Glossar & Definitionen

Gutachten

Wiederkehrende Formulierungen in Verkaufsanzeigen historischer Fahrzeuge

Gutachten
Eine solche Preziose ohne langes Gutachten zu erwerben, wäre töricht.

Jeder Verkäufer stellt seine Ware in möglichst positivem Licht dar. Das ist üblich und legitim, auch bei historischen Fahrzeugen. Manche Formulierungen liest man in Verkaufsanzeigen immer wieder, in Zeitschriften und im Internet ebenso wie unmittelbar an den Fahrzeugen.

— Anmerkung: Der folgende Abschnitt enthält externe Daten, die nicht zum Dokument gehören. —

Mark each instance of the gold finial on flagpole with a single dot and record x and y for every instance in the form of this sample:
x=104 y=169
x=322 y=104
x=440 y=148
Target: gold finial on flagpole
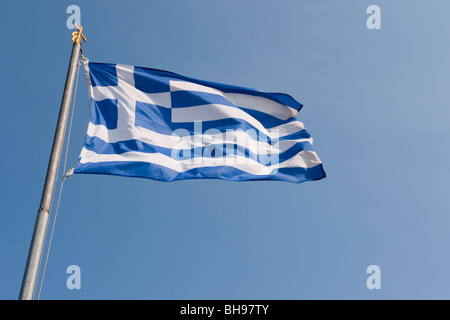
x=77 y=35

Was wollen die Verkäufer damit ausdrücken? Worauf sollten Kaufinteressenten achten? Eine Sensibilisierung.

 

Was steckt also hinter dem Begriff "Gutachten" in einer Verkaufsanzeige? 

 

Gedanke: Es soll suggeriert werden, dass die Preisvorstellung des Verkäufers von einem Gutachten, erstellt von einem unabhängigen Sachverständigen, gestützt wird.

Realität: Gutachten ist nicht gleich Gutachten. Im Zusammenhang mit historischen Fahrzeugen werden hauptsächlich Kurzbewertung und langes Gutachten unterschieden.

Weist eine Verkaufsanzeige auf das Vorhandensein eines Gutachtens hin, handelt es sich häufig nicht um ein langes Gutachten, sondern um eine Kurzbewertung, die ursprünglich nur für diesen einen Zweck erdacht wurde: zur Festlegung einer Kaskoversicherungsprämie.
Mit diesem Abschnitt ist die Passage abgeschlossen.